Young govt workers blocked from progression by austerity, Unison members say

Young local government workers are being blocked from progressing in their careers after austerity measures led to cuts in training, Unison members have noted.

17 Jun 2019| News

Proposing a motion at the union’s 2019 Local Government Conference, Sarah Walsh explained that employers have begun relying on e-learning to save costs and that young members have consistently raised a lack of development opportunities as a problem in the workplace.

Jess Maguire from Lincolnshire County branch is one of the young workers that has found herself blocked from advancing in her career.

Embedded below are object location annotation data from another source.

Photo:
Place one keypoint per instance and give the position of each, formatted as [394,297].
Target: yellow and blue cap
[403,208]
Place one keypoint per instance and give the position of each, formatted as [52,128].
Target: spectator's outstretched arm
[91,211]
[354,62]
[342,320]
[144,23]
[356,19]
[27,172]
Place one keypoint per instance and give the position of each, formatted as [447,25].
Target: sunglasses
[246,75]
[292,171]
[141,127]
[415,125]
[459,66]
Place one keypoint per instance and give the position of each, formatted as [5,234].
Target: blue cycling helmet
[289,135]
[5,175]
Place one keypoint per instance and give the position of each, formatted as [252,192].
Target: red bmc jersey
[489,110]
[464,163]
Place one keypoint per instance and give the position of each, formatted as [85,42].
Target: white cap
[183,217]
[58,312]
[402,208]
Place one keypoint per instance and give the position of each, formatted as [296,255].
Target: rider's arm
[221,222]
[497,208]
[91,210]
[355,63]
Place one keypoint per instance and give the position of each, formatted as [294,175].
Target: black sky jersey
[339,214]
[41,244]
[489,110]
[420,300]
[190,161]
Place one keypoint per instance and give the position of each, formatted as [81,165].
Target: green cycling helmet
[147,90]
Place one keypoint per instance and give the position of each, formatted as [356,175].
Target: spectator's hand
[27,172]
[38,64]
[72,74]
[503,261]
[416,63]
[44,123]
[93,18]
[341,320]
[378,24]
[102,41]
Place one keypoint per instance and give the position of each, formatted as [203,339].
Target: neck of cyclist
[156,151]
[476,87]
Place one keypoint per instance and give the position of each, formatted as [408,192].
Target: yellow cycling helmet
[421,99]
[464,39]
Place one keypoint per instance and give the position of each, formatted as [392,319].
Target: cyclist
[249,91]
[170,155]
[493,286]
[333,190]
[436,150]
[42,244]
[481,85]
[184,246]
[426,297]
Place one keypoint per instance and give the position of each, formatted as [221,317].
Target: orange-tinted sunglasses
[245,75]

“When I’ve replied for higher-paid jobs, I’ve been told that I’m not experienced enough,” she said, adding that she eventually accessed training through Unison because her employer refused to offer training until she reached a higher grade.

“How do young workers progress if they’re in a situation where training is regarded as an expensive luxury?” Sarah Walsh concluded, noting that there are also local government workers on zero-hours contracts and for them the situation is even worse.

“You’d think younger workers would get more training than older workers,” Lorraine Thompson from the service group executive, said. “But it’s rarely the case.”

Conference heard how the reduction in training was hitting the employer and the economy at large as well as the workers and that shifting focus onto development the workforce benefits everyone.

Training existing staff to take on more senior roles is cheaper than recruitment and without adequate training there will be a skills gap in the future.

The Institute of Employment Rights agrees that workplace training is absolutely essential to help workers meet their potential and to support the economy as a whole. In our influential Manifesto for Labour Law – key proposals from which have been adopted by the Labour Party – our experts recommend that training programmes are agreed through collective bargaining at a sectoral level, allowing employers and workers to strategise for future skills needs.